I wrote this up because I think the situation is interesting from a few points of view. To start with, the whole ontological issue of multiplicity – the reassignment of one entity to two (Pentagramma triangularis -> Pentagramma triangularis triangularis + Pentagramma triangularis semipallida) is exactly the kind of ontological hazard I wrote about in my critique of Oli Sharpe’s Semprola system in 2018. A mismatch in perceived multiplicity is perhaps the most problematic mismatch there can be between different authors looking at the same system, and one which artefacts created by technologists tend to handle very poorly. Someone looking at the world from the lens of a rigid “type system” is likely to neglect such problems completely.

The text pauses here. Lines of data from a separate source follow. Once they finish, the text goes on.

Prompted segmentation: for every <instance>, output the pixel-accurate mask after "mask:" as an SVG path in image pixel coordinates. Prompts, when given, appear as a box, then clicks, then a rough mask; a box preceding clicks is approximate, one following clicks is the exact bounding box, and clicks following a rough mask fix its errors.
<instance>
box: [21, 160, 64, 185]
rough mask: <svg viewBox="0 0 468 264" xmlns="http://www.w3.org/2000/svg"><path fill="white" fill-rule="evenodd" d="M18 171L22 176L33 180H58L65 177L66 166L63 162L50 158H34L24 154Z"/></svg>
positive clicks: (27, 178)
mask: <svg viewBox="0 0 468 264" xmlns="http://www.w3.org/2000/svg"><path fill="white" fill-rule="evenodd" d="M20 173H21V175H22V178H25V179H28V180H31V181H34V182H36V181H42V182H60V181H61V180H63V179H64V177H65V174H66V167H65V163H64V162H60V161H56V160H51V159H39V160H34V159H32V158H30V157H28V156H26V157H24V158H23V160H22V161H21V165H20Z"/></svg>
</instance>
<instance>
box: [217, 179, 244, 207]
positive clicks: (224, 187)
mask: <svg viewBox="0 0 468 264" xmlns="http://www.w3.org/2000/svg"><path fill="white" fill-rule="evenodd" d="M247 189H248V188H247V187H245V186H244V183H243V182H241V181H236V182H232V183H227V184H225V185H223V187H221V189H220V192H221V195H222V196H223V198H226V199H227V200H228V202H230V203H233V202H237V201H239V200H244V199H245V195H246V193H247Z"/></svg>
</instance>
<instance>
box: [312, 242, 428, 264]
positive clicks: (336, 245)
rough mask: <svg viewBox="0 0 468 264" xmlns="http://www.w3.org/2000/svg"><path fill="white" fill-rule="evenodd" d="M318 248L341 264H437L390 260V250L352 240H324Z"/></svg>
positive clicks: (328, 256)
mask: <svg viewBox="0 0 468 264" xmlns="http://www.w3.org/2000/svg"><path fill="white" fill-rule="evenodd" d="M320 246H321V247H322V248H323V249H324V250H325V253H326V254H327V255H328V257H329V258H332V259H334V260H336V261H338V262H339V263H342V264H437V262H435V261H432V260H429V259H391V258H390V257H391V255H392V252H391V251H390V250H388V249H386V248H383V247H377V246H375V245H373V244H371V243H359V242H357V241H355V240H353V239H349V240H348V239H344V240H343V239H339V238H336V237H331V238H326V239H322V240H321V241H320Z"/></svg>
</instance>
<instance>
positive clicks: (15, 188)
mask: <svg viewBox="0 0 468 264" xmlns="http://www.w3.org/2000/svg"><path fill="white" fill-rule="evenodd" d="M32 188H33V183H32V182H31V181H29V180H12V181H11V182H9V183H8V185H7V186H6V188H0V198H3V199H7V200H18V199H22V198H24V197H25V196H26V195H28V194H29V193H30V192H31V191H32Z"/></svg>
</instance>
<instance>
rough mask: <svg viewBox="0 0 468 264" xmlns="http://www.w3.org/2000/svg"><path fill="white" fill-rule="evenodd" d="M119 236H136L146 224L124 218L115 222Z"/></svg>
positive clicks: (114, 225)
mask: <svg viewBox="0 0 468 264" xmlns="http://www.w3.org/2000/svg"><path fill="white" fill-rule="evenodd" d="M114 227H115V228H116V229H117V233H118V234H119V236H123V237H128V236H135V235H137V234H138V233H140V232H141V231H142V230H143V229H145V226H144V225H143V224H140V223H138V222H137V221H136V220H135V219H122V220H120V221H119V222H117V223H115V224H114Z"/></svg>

Secondly, this situation is interesting from the point of view of the meaning and function of the code which has been written. When I was visiting PPIG 2024 I got into conversation with a naive person who believed that the task of automated translation of large bodies of code from one language/platform to another was straightforward because all one needed to do was “derive the specification of the code” and then translate according to that. But where is the specification of this code? Instead, it embodies a relation which has only emerged interactionally with a particular external system and its ontology, from the point of view of the needs of a particular community. This relation is also contingent and fragile – this site is likely to be patched again before long, as ontological plates continue to shift, but as it stands it represents a kind of embodied knowledge¹ that needs to be treated with caution. I see this an example of Peter Wegner’s 1997 thesis, that interaction is more powerful than algorithms – whilst we have what looks like an algorithm here, it is really only a contingent expression of the state of a particular community interaction at a particular moment. Long ago, Burke urged the value of epistemological caution in tinkering with things that require “even more experience than any person can gain in his whole life” and “pulling down an edifice which has answered in any tolerable degree for ages the common purposes of society” and I see this situation as a small microscosm of a kind of Burkean caution². Ian Shapiro gives a fine introduction to this thought as part of the Yale Moral Foundations of Politics course.

Anyway, there it is, we live to fight another day – and with every interaction with an external API comes a tussle of this kind, for example, the similar but distinct tussle with the GBIF taxon API which has its own discontents.

Perhaps, Metis rather than Techne. ↩︎
If I were a consistent person, I’d be enthusiastic about the application of Burkean caution to wider social and moral issues, but thankfully I am not a consistent person. ↩︎